The Left Group has also been echoed by the Greens, who said it “undermined” human rights. Belgian Green MEP Phillippe Lamberts said the pact would “entrench outdated ideas on how to deal with migration”.
They were joined in denunciation by host of NGOs including the Red Cross EU office, and Amnesty International.
Observers and Brussels media outlets were not long in saying the migration pact would enable Member States to create “prison-like” reception centres.
Konstantinos Arvanitis, a Greek MEP for Syriza, said the deal’s provisions for keeping asylum applicants and irregular migrants in processing centres would end up creating a “European Guantanamo with legal European sponsorship.”
However, if the migration pact was a boon to the hard-right and the populists, there seemed were very few voices from their camp welcoming the compromise.
As of writing, virtually none of the major figures of the national-conservative European Conservative and Reformist Group (ECR) nor of the national-populist Identity and Democracy Group (ID) have commented on, much less praised, the migration pact.
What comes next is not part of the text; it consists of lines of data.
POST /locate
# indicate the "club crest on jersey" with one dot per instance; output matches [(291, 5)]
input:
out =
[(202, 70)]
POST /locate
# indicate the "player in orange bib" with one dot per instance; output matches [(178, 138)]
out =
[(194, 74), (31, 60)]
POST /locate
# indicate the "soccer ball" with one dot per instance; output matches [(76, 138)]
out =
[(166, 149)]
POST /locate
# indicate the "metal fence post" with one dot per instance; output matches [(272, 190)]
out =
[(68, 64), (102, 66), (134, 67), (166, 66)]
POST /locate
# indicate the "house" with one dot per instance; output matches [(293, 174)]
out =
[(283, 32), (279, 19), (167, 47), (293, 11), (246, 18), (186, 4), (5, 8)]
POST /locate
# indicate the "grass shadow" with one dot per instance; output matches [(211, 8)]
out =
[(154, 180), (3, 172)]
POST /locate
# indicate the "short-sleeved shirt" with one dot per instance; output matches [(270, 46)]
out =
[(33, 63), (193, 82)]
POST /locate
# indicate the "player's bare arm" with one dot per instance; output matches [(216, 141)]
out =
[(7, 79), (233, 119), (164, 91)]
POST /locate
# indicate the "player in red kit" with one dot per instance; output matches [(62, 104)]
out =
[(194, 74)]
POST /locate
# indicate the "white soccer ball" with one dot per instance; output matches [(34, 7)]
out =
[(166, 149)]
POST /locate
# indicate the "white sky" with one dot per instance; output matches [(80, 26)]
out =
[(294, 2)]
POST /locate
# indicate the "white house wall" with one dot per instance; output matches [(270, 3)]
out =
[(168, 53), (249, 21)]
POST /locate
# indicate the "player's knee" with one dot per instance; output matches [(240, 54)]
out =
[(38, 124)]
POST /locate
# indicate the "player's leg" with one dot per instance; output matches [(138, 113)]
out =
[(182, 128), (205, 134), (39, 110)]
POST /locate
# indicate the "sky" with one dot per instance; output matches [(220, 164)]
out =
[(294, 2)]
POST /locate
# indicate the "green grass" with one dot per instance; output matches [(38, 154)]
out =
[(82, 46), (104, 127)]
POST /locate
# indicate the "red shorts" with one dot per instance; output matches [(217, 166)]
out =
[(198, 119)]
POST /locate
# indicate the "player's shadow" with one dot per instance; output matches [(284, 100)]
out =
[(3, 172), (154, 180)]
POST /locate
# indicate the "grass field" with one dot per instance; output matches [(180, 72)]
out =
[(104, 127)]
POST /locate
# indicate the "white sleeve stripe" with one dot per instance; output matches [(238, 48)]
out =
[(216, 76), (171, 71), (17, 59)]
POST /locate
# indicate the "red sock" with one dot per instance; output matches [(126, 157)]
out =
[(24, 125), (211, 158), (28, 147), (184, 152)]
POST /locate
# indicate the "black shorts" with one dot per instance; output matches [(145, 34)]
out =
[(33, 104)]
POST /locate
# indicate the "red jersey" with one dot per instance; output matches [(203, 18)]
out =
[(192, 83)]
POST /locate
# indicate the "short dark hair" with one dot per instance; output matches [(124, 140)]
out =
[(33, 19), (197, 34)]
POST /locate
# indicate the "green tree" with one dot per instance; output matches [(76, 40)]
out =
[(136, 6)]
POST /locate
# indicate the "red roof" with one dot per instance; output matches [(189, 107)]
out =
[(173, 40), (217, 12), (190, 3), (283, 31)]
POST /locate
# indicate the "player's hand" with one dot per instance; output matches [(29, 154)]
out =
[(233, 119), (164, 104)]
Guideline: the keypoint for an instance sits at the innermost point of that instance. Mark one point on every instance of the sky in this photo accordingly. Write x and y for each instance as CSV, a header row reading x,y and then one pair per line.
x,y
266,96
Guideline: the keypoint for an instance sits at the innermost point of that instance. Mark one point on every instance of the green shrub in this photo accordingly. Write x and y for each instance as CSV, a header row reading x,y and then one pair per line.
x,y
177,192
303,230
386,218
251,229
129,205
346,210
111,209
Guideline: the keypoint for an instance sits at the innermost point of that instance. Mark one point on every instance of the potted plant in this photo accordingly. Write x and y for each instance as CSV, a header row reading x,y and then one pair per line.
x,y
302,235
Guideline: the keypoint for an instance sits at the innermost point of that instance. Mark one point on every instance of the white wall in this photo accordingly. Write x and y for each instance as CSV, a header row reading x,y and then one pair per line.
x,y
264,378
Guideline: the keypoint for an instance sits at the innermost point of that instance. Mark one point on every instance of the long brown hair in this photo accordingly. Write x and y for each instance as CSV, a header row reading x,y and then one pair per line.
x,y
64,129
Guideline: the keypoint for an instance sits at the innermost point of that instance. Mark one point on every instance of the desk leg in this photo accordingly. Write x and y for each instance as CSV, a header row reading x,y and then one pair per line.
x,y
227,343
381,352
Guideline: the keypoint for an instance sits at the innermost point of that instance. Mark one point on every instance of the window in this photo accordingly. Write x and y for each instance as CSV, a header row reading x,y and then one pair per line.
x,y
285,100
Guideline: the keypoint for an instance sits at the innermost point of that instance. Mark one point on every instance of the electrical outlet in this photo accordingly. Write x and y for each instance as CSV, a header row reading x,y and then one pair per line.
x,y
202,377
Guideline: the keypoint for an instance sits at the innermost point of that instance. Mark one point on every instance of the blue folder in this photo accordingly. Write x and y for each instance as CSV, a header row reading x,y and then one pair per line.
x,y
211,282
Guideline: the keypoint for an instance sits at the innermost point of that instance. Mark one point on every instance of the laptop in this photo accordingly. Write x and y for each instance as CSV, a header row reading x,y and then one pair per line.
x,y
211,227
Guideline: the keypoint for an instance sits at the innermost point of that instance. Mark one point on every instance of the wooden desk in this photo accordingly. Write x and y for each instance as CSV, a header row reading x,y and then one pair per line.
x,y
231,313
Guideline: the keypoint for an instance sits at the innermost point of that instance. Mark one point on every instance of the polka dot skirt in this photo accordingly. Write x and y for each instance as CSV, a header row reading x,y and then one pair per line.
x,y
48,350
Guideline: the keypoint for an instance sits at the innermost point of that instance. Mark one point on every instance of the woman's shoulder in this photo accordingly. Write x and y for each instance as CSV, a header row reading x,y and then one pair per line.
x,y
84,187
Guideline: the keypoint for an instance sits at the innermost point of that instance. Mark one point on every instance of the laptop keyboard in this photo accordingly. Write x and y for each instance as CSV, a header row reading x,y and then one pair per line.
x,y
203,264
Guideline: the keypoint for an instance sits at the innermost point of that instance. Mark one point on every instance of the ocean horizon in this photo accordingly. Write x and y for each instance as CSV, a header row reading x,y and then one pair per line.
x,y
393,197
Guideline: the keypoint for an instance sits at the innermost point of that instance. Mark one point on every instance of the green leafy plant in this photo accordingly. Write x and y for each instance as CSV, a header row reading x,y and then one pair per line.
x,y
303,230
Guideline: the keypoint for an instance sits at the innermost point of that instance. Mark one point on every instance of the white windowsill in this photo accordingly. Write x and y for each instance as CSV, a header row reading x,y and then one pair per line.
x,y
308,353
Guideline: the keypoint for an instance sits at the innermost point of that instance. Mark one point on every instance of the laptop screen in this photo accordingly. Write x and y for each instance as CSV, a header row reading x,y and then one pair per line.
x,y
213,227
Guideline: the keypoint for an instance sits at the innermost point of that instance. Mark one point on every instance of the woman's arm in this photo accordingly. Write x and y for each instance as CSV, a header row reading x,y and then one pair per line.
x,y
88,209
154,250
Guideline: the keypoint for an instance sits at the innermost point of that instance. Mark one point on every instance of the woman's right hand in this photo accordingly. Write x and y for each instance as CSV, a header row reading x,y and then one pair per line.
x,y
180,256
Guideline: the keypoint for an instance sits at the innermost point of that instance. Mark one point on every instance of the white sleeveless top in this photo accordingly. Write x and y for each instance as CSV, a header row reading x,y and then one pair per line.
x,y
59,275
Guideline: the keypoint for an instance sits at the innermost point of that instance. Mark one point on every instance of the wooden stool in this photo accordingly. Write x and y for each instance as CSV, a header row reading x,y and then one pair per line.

While the Left said the pact “was tailored to the demands of… Orban”, it appears that Budapest is not pleased with the outcome either.
“We most definitely reject the migration pact,” said Hungarian Foreign Minister Péter Szijjártó, “no one can force us to let anyone [into Hungary]”.
Despite the pact enabling tougher border controls, many on the European Right are denouncing the “Solidarity Mechanism”. This part of the pact gives Member States the choice of either accepting relocated migrants, or of paying frontline countries a sum of €20,000 per migrant rejected.
This has been seen as “mandatory relocation by the backdoor”.
Vlaams Belang MEP Tom Vandendriessche took to twitter to claim that far from managing asylum, that the pact was “deliberately encouraging migration.”
EU-migratiepact: het 'managen' van asiel. Het doelbewust stimuleren van migratie
1⃣ Geen bovengrens aantal asielzoekers
2⃣ Geen hefbomen voor terugkeer
3⃣ Miljoenen per jaar via legale migratie importeren
— Tom Vandendriessche (@TomVandendriese) December 20, 2023
While the pact has finished its inter-institutional negotiation stage, it must now return to the EP for a final vote of approval.
The EP was subject to a three-way split when the migration pact was last debated in summer, as both the Left and Right lambasted the Centrists for being too extreme and too soft on migration respectively.
Metsola and the other MEPs seemed to anticipate this problem as they took questions from the press.
“The extremes of the political spectrum will vote against anything”, Metsola said, adding that it was easier to criticise and oppose legislation than negotiate and create it.
With the migration pact to be brought before the EP for its January plenary session, there are likely to be more arguments before it gets over the line.